The transferee must be an employee and not a majority shareholder of the original business and the original business must remain headquartered and trading overseas. The transferee must be paid a salary. The initial permission is for 3 years extendable for a further 2 years.


  1. Tier 2 Sponsored Worker


This is the most popular route for workers. A trading UK company applies for a sponsor licence permitting it to sponsor overseas nationals.


  1. Tier 1 Investor


£2 million is required to invest in UK government bonds or UK active and trading companies (but not property development or management companies).

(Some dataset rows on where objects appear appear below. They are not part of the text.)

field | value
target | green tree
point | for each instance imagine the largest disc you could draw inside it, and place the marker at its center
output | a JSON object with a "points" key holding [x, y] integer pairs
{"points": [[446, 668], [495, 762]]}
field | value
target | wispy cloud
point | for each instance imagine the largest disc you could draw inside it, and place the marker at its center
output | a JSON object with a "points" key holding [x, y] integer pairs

The initial permission is given for just over 3 years and can be extended to 5. Accelerated routes for indefinite leave to remain are possible for higher levels of investment.


  1. Tier 1 Entrepreneur


£200,000 of their own money is needed or someone else’s money to be invested in joining, taking over or establishing the UK business. At least 2 new full time roles for UK resident workers is needed. Initial permission is for just over 3 years.


  1. Spousal


To marry someone with a British passport.





  1. Statutory Residence Test


It is important to work out when you become a UK resident and the year can be split if you do not have a home in the UK.

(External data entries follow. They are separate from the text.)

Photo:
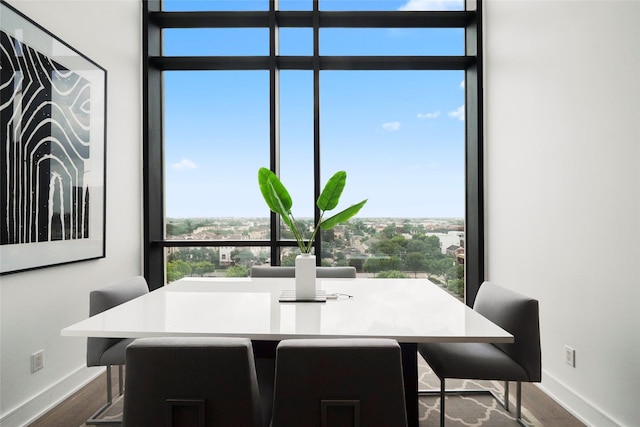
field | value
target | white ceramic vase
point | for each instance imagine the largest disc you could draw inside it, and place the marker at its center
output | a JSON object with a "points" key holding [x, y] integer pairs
{"points": [[305, 276]]}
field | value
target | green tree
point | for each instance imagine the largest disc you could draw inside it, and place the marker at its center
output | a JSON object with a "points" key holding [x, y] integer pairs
{"points": [[392, 274], [372, 265], [183, 267], [204, 267], [415, 261], [173, 273]]}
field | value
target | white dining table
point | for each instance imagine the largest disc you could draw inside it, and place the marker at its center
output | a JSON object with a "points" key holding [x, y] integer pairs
{"points": [[411, 311]]}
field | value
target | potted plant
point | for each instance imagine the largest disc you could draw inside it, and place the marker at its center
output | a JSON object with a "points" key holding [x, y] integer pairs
{"points": [[279, 201]]}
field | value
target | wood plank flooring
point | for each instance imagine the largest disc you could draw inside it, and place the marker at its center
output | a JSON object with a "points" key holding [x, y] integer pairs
{"points": [[74, 411]]}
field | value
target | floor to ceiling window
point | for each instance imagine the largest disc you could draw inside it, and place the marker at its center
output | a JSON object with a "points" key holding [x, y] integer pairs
{"points": [[388, 91]]}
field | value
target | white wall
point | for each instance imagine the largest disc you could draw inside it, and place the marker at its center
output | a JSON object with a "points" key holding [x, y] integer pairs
{"points": [[35, 305], [562, 156]]}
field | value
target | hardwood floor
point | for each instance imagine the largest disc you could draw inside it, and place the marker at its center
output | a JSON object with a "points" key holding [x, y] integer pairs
{"points": [[545, 409], [74, 411]]}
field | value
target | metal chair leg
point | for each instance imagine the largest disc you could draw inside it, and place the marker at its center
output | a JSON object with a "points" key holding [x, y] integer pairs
{"points": [[94, 420], [442, 393], [505, 400], [120, 380]]}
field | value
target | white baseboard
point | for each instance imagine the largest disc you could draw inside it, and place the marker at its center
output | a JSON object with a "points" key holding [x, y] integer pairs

  1. Assets standing at a gain


Selling any assets standing at a gain before arriving or returning may assist. The exception is UK residential property if sold while you are a non-resident only the gain from the 6 April, 2015 will be subject to tax in the UK.


  1. Offshore Trusts


These should be reviewed on arrival or return to the UK.

  1. Domicile


If your domicile or origin is not the UK you may be able to claim the remittance basis of taxation when you are in the UK.

Domicile of origin is not always straight forward and is inherited from your father at birth and not necessarily the country you or your father originate from nor where you were born or have lived.

If you are not domiciled in the UK it is also possible to shelter foreign assets from UK inheritance tax.


  1. Trusteeships and company positions


If you are trustee of any offshore trusts or manage any foreign companies you should review your involvement. By carrying out duties in the UK you may inadvertently expose the trust or the company to UK taxes.

  1. Wills


Returning to the UK may alter the jurisdiction with governs the succession of your estate on your death.

You need to ensure that you have a separate Will for South African assets failing which if it is a universal Will your South African executors may be forced to return all your assets to South Africa.




  1. ANC


South African ANC’s are not necessarily binding in English Law. They may be credited with little or no weight.  Pre-nuptial agreements are accepted in the court of England and Wales and are now often given persuasive weight in the redistribution of assets.

SA: One attorney advises both parties, can be signed a few minutes before the ceremony, governed by statute, full disclosure of assets not necessary.

England and Wales (EW): Both parties need independent legal advice, at least 28 days before the ceremony it needs to be signed, governed by judicial decision, full disclosure of assets necessary.


  1. Common Law Wife


No such thing in English or South African Law.


  1. Inheritance Act Claims


Despite what is said in the Will, if the girlfriend is supported by the deceased during his lifetime she will have a claim.

Maintenance of Surviving Spouse Act, permits a claim against an estate if you are married and disinherited.


  1. Part III


This procedure permits in certain circumstances foreign including South African court orders to be torn up and for the English court to start the case de novo. This is relevant in respect of both judgments and negotiated settlements.